ここまで愛情を込めて育てて来たんだ。私達が諦めちゃったらダメだ。私達が希望を捨てたら、この花も元気良く咲けない..。
美優:「信じようよ..私達の花を」
表情を曇らせるゆずと、その背に手をかけながら慰めるお姉ちゃんの二人の手を取りながら、その言葉は自然に口から出てきた。
美優:「こんなに一生懸命頑張ってお世話したんだもん。咲いてくれなかったら、、あの時の、恥ずかし損でしょ..」
言いながら雨雲さんの祈祷ごっこを思い出していた。
その後に、「うんうん、みゅうの言う通りだ!乙女を辱しめた代償は..」などとお姉ちゃんも続いてきた。誰のせいであんなことをさせられたのか..。

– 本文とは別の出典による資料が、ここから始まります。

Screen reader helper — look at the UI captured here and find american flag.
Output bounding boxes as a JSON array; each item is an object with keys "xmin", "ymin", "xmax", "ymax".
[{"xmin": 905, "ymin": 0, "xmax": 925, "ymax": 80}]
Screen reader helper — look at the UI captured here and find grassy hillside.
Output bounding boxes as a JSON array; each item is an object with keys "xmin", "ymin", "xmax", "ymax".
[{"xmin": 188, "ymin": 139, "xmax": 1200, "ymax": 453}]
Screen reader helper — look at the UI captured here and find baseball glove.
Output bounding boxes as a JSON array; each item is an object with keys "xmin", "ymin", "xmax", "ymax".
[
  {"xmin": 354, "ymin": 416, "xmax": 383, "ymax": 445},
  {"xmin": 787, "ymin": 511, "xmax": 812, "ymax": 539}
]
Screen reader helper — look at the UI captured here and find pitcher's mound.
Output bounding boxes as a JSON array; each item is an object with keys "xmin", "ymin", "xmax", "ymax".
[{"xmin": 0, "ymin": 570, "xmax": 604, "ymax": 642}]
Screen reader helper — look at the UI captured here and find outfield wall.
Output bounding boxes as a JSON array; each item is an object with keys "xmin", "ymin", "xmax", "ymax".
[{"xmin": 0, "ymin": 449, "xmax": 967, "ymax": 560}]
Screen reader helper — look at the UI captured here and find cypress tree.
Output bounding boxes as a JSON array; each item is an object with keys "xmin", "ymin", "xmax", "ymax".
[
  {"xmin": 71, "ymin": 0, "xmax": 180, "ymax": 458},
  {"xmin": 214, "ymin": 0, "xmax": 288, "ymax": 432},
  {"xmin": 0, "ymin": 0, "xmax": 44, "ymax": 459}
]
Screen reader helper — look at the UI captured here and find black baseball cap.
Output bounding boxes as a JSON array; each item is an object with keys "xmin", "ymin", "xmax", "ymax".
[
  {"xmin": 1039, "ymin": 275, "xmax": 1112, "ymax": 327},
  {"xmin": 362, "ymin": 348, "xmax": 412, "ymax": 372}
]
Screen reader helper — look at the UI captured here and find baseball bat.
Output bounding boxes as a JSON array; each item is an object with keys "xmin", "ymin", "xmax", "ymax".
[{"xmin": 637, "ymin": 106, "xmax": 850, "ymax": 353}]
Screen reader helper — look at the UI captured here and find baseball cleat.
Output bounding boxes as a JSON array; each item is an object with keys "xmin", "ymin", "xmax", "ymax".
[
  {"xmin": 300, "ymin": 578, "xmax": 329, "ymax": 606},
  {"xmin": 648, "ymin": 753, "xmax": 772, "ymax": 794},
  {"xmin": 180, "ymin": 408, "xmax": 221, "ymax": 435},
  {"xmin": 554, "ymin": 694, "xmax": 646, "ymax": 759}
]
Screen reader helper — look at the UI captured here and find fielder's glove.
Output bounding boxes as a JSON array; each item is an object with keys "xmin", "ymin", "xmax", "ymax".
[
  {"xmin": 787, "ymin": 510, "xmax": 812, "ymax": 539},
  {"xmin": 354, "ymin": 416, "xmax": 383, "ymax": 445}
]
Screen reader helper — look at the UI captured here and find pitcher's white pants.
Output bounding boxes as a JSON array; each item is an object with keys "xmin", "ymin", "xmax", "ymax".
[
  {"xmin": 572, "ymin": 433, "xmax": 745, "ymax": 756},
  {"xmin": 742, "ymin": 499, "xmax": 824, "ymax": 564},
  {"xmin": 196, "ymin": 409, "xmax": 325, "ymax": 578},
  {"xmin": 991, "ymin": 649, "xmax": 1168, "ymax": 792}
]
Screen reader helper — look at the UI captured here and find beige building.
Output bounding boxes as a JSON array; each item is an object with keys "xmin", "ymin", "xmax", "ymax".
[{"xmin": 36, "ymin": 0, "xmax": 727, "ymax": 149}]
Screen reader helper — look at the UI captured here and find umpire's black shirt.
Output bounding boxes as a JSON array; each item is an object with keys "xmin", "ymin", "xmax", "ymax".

柚羽:「そうね、そうよね。ありがとう、みゅうにみしゃ。おかげで元気が出てきたわ」
ゆずはその様子に「ふふっ」と笑みを溢しながらようやく顔を上げてくれた。
そして、ようやくその蕾は開花の合図を出す。
夏休みも残り2日となった昼過ぎ。ゆずから電話があって、慌てた様子で「急いで泊まりの準備をして家に来て」とだけ言うと切られてしまった。
急いで準備を整えて、白銀邸へと向かった。
門をくぐると、満面の笑みを浮かべたゆずが駆け寄ってきていきなり抱き締められた。
柚羽:「花が、花がね..ついに咲きそうなの!」
その言葉に私達は顔を見合わせて喜んだ。